Nick Graziano of Moraga, Calif., played his entire college career first and is now learning Portuguese at the Missionary Training Center in Provo, Utah. The former college quarterback is going to preach the gospel in the Brazil Porto Alegre mission.
As a sophomore at Campolindo High School, Graziano, started out playing running back and linebacker, but moved to quarterback when the junior varsity QB was promoted to the varsity squad. Graziano was so good that coaches kept him in the pocket. Graziano threw for 5,991 yards and 71 touchdowns in two seasons and was an all-state selection as a senior. He was showered with all kinds of recognition, honors and accolades.
Each summer during high school, according to the Mercury News, Graziano and his teammates attended football camps at the University of Nevada-Reno and coach Chris Ault eventually offered Granziano a scholarship.
Things went well at first. Graziano, 6-foot-1, 220-pounds, made his debut in the fall of 2006 and played in eight games. He became the starter for Wolfpack in 2007, but only played in five games before suffering a season-ending foot injury against Fresno State. He was replaced by talented freshman Colin Kaepernick, which marked the end of his career at Nevada. (Kaepernick became a 4-year starter and is now in his rookie season as the backup quarterback with the San Francisco 49ers.)
Following the 2008 season, Graziano was ready to transfer. He and some roommates began looking for potential schools on the Internet. “One of them looked at me and said, ‘Hey Graz, why don’t you go be a Wonder Boy?’ ” he told Espinoza. Less than a week later, “Graz” was bound for Arkansas Tech University in Russellville, Ark.
Within days, the California kid had fallen in love with the southern lifestyle and drawl. Graziano went on to lead the Wonder Boys to their first playoff victory in years and was named a Division II all-American. He threw for more than 4,300 yards and 38 touchdowns in 12 games and was named a top-three finalist for the Harlon Hill trophy, Division II’s equivalent of the Heisman. He finished third.
“I guess it was where I was meant to go,” said Graziano, an Eagle Scout. “I can see how it was meant to be, just from the experiences I had.”

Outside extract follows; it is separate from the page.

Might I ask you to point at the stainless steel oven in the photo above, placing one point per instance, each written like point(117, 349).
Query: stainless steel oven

His days in the Ozarks over, Graziano returned to Nevada to earn his degree in civil engineering and worked out for NFL teams. Despite interest from San Francisco and Dallas, Graziano decided it was time to serve a mission for The Church of Jesus Christ of Latter-day Saints.
Before he left, Espinoza compared Graziano’s situation to Kaepernick’s. Graziano said he has no regrets.
“I guess he’s serving football and I’m serving God,” Graziano told the Mercury News. “He’s doing what he wants to do and I’m doing what I want to do.”